Base Converter is a creative task focused device that aims to facilitate mathematics teaching and learning using the real-world application of textile weaving. The device introduces primary school aged children (ages 7 to 12) to the concepts of modular arithmetic and alternative numeral systems. It enables them to do basic arithmetic and base conversion operations by physically modelling and manipulating numbers. The device is unique in how it promotes physical number exploration and presents the opportunity to children to formulate their own mathematical problems. A cross between an abacus and a loom, it is a device envisaged to provide creativity enhancing opportunities in mathematics classrooms in a low-cost manner.

## Design Considerations

Compared to the traditional method which involves finding powers and multiples of the base number, Base Converter only requires one type of division and everything else is calculated through the physical weaving process.

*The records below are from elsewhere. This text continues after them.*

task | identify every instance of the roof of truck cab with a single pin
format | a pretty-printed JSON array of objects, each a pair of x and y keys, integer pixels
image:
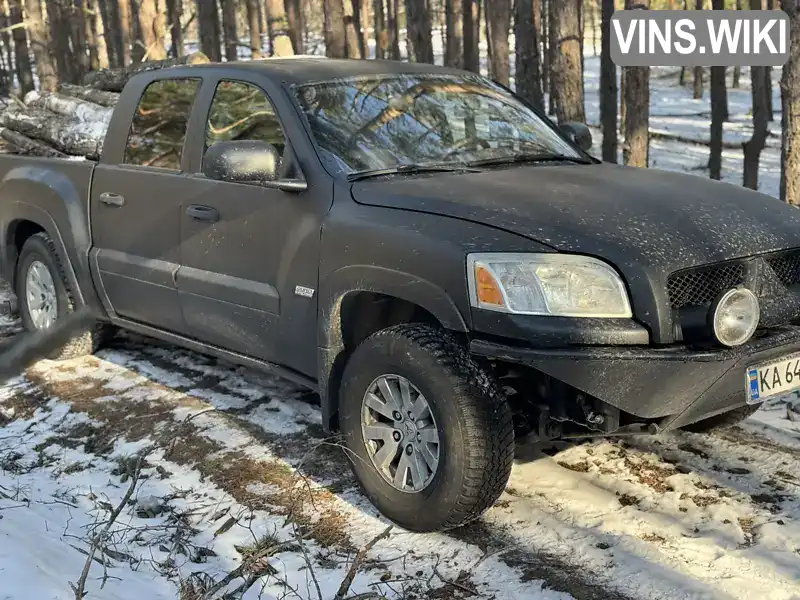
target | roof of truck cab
[{"x": 299, "y": 70}]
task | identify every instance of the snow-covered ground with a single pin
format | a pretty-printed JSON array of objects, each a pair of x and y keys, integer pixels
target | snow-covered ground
[
  {"x": 238, "y": 489},
  {"x": 237, "y": 474}
]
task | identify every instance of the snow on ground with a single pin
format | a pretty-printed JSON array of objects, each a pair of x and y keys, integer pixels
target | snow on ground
[
  {"x": 239, "y": 486},
  {"x": 236, "y": 462}
]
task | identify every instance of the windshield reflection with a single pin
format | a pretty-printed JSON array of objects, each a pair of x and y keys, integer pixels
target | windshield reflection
[{"x": 382, "y": 122}]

Modular arithmetic is a system of arithmetic for integers, where numbers "wrap around" upon reaching a certain value (the modulus). The system is best explained on a circle and one common use of this is the 12-hour clock. On a clock, the circle is divided into 12 sections. If the clock hand is pointing to section 8 now, then 5 hours later it will be pointing to 1 because clock time "wraps around" every 12 hours with the hour number starting over after reaching 12. This is arithmetic modulo 12. The Base Converter was modeled after the circular loom as circles lend themselves effectively to basic modular arithmetic operations, and basic modular arithmetic is an effective foundation for eventually teaching base conversion to young children.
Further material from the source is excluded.